WASHINGTON — The announcement next week of stress test results for the 19 largest banking companies is not likely to be as dramatic as many expect.
Though there are rumors to the contrary, roughly two-thirds of the companies effectively passed the test and will not require additional capital, according to sources. Among those that do need a bigger capital buffer, only a few will actually require more funds from the Treasury Department's Troubled Asset Relief Program.
The majority of the six or so that require capital improvement will convert their preferred government shares to common stock. Doing so would relieve them of the requirement to pay the government a 5% dividend on the preferred shares and boost their tangible common equity ratio, a critical measurement watched by analysts.
Only a very few companies would be required to do more, sources said. They would have at least six months to raise private capital; those that could not would receive government money. They may also be forced to engage in asset sales and take other measures.
Overall, the news is positive for regulators and the banking industry, though there are sure to be lingering doubts about the credibility of the stress tests.
It remains unclear exactly which companies require more dramatic assistance. Several, including Bank of America Corp. and Citigroup Inc., continue to discuss their results with regulators, arguing over the inputs and interpretations of the figures of the stress test.
Regulators are also altering results to reflect additional data from the first quarter; sources said the alterations could result in different outcomes for the institutions.
Bloomberg News reported Wednesday that, in addition to B of A and Citi, SunTrust Banks Inc., KeyCorp and Regions Financial Corp. will need an additional capital cushion.
Several analysts have said Fifth Third Bancorp is also likely to need more capital.
But sources told American Banker that most of these companies would be required only to convert their preferred government shares.
"That is the easiest and quickest route at this point," said Paul Miller, an analyst with Friedman, Billings, Ramsey & Co. Inc.
Even though bankers were initially told they had until April 28 to dispute the results of the stress tests, that date has now slipped. Several independent sources described the process as "iterative," suggesting that discussions remain ongoing.
There is continuing speculation that another deadline could slip, but the results are still scheduled to be announced Monday.
If the preliminary results hold, they will be less dire than expected. By some estimates, the government had been expected to inject more than $200 billion of Tarp money into the 19 companies.
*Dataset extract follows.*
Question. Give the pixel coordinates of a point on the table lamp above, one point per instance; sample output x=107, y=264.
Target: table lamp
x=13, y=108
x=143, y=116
That would have required seeking extra money from Congress — the program has just $134 billion of funds remaining.
But it now appears doubtful the Treasury will need most of the remaining funds to recapitalize the largest institutions.
"If, in fact, this is the ultimate outcome of the stress test, that would be good, because that would be mean the regulators feel like the banks can weather the worst outcome," said Mark Tenhundfeld, senior vice president of the American Bankers Association's Office of Regulatory Policy.
A lingering question is whether the stress tests themselves accomplished anything.
Critics have argued that by simply requiring bankers in need of additional capital to convert shares instead of raising new funds, regulators have not fundamentally improved the condition of the financial institutions.
But the conversion would save bankers the dividends they have been paying the government, and a higher TCE ratio would make their companies more stable.
Regulators announced plans to conduct the stress tests two months ago as part of a plan to assess capital positions at the biggest companies if economic conditions continue to deteriorate.
The tests relied on two scenarios, one a baseline scenario of expected conditions in the next two years, and the other a more adverse scenario.